For each day a folder is created in ~/Projects/quest01/data , which contains each of the extracted tables.

Cron job

A cron job has been created on the desktop which runs 5 minutes after boot, the entry in crontab -e is as follows:

            
                @reboot /usr/bin/sleep 300 && /usr/bin/node /home/jules/Projects/quest01/scripts/extract_day.js yesterday

Repairing tables

Without further action suspended tables cannot be written to, the procedure for repairing tables in this case at least is to drop the broken partition, and possibly rebuild it.
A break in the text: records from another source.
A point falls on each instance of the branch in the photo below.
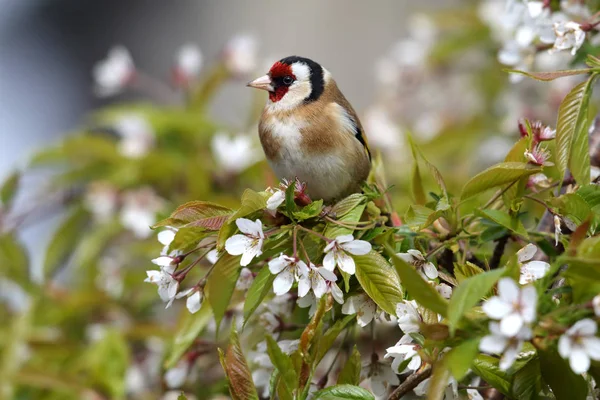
(410, 383)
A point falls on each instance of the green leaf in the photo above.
(550, 76)
(460, 358)
(238, 374)
(330, 336)
(565, 384)
(220, 284)
(572, 148)
(379, 280)
(497, 175)
(198, 213)
(421, 291)
(14, 261)
(343, 392)
(350, 373)
(190, 328)
(468, 293)
(9, 189)
(504, 219)
(260, 288)
(283, 364)
(64, 241)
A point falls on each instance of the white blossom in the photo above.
(189, 62)
(234, 153)
(240, 56)
(336, 253)
(415, 258)
(409, 319)
(513, 306)
(362, 306)
(288, 269)
(579, 344)
(509, 346)
(113, 73)
(531, 270)
(167, 285)
(569, 35)
(404, 350)
(137, 136)
(249, 243)
(139, 210)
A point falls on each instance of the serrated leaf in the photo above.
(350, 373)
(241, 386)
(190, 328)
(220, 284)
(65, 240)
(421, 291)
(283, 364)
(339, 392)
(460, 358)
(379, 280)
(497, 175)
(468, 293)
(260, 288)
(550, 76)
(504, 219)
(572, 147)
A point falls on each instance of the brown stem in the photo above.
(410, 383)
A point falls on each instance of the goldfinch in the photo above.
(309, 130)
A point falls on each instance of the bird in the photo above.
(309, 130)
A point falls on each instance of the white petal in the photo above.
(511, 324)
(357, 247)
(237, 244)
(283, 283)
(579, 361)
(526, 253)
(496, 308)
(346, 263)
(329, 261)
(493, 344)
(430, 270)
(508, 290)
(592, 347)
(194, 302)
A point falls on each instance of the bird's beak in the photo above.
(264, 83)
Dropping the partition is done as follows:

For each affected table change its type

                    
                        ALTER TABLE {tablename} SET TYPE BYPASS WAL

Stop questdb

                    
                        ~/questdb/questdb.sh stop

Start questdb - which makes the change take effect

                    
                        ~/questdb/questdb.sh start

Drop all the affected partitions

                    
                        ALTER TABLE {tablename} DROP PARTITION LIST '2024-11-25'

Or whatever date is identified as faulty

Change all affected tables back to WAL

                    
                        ALTER TABLE {tablename} SET TYPE WAL

Stop and restart questdb

After which you may restore the missing data.

Potential recovery improvements:

Implement import_day.js as which imports a day's data from a table in ~/Projects/quest01/data This needs options:
Keep a duplicate database on another machine, which has partitions deleted for days that have been successfully backed up to the desktop.